Hospitals. A recent editorial in The Wall Street Journal called out Indiana NON-PROFIT hospitals for price gouging. You read that right—NON-PROFIT hospitals. The editorial claimed that hospital prices in Indiana are the 5th highest in the country and that non-profit Indiana University Health’s prices are 50% higher than the national average.
“When most people hear the word ‘nonprofit’ they think of a benevolent organization driven by a desire to serve the community. This is certainly true of the public’s perception of nonprofit hospitals, which—like charities and churches—don’t pay federal, state and local taxes. Yet many large nonprofit hospitals charge unjustifiably high prices, which have led to irresponsible costs, exorbitant executive salaries and wasteful capital projects.”
The editorial raises fears that Indiana’s hospital price gouging/profiteering is so out of control that the hospitals risk public demand for a national single-payer healthcare plan, a fate worse than death for hospital profits and healthcare execs (and something candidate Joe Biden rejected out of hand).

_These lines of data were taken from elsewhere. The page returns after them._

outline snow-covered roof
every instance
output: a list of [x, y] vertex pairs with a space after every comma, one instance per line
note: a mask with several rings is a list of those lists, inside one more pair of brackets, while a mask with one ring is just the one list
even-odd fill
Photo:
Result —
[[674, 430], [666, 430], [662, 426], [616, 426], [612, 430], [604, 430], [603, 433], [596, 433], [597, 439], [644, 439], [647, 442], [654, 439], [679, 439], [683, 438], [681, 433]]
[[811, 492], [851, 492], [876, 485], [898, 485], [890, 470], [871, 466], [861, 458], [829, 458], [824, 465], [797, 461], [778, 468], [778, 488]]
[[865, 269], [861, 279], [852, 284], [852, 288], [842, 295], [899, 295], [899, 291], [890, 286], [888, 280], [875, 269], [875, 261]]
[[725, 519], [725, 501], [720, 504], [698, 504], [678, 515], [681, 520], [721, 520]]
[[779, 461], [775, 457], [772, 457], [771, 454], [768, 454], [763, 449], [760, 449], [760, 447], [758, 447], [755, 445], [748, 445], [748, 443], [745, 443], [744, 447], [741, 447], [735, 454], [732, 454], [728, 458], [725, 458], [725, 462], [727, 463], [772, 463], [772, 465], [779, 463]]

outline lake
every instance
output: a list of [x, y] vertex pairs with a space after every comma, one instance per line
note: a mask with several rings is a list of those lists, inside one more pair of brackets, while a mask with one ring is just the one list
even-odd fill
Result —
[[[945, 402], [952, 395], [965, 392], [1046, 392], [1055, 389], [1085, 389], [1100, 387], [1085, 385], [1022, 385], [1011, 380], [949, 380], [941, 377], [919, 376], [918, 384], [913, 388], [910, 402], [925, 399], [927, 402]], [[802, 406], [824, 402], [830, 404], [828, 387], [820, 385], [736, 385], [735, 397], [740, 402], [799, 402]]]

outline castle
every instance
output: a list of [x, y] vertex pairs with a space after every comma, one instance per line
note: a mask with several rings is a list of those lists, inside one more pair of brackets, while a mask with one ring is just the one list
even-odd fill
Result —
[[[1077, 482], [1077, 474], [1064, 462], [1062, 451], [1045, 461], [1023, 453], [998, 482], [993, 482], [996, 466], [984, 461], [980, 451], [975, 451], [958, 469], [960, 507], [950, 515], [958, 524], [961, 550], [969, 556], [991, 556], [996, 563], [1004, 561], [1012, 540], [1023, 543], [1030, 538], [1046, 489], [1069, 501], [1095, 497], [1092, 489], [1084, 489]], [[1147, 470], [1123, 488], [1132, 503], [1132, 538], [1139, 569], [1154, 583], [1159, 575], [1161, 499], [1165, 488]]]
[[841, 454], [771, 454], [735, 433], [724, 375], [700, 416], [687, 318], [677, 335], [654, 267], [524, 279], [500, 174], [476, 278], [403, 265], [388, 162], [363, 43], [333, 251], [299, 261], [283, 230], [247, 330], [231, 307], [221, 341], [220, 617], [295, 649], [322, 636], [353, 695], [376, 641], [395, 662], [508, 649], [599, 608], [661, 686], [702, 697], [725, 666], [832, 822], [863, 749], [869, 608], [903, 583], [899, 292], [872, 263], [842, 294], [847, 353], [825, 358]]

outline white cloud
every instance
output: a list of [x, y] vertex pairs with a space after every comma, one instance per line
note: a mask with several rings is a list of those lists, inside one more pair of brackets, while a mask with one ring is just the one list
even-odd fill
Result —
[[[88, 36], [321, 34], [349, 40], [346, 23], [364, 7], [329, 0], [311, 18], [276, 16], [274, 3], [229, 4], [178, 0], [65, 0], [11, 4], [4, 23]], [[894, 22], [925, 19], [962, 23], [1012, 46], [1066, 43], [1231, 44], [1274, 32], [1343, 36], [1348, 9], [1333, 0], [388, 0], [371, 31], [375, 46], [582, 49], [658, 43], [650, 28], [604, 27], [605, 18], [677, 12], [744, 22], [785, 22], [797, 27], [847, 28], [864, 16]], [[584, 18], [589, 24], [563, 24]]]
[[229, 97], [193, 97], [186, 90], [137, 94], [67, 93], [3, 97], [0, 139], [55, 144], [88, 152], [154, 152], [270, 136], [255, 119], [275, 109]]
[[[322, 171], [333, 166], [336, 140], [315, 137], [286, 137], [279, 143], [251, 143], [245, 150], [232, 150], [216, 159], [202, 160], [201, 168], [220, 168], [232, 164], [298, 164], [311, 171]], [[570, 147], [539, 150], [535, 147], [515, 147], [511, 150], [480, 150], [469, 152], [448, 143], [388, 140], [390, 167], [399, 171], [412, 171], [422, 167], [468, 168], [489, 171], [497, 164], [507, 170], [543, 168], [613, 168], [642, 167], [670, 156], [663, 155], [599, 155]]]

Politicians can’t readily “ensure competition” by funding and building a competing public hospital. And the editorial’s writers don’t propose that the fed dictate hospitals’ prices. Instead, they gently suggest that the culprit hospitals lower their own prices—over 3 years!—and only because the alternative (a public push for single-payer national healthcare) is so onerous to the business class.
Last year, We Do the Work published our own analysis of the non-profit hospital grift.
When It Comes to Inflation, Only Wages Can Be Capped
While Americans struggle with 7% inflation, politicians steer clear of capping prices in every US industry except healthcare staffing. In our capitalist corporate-controlled political system, wages are fair game but prices and profits are not.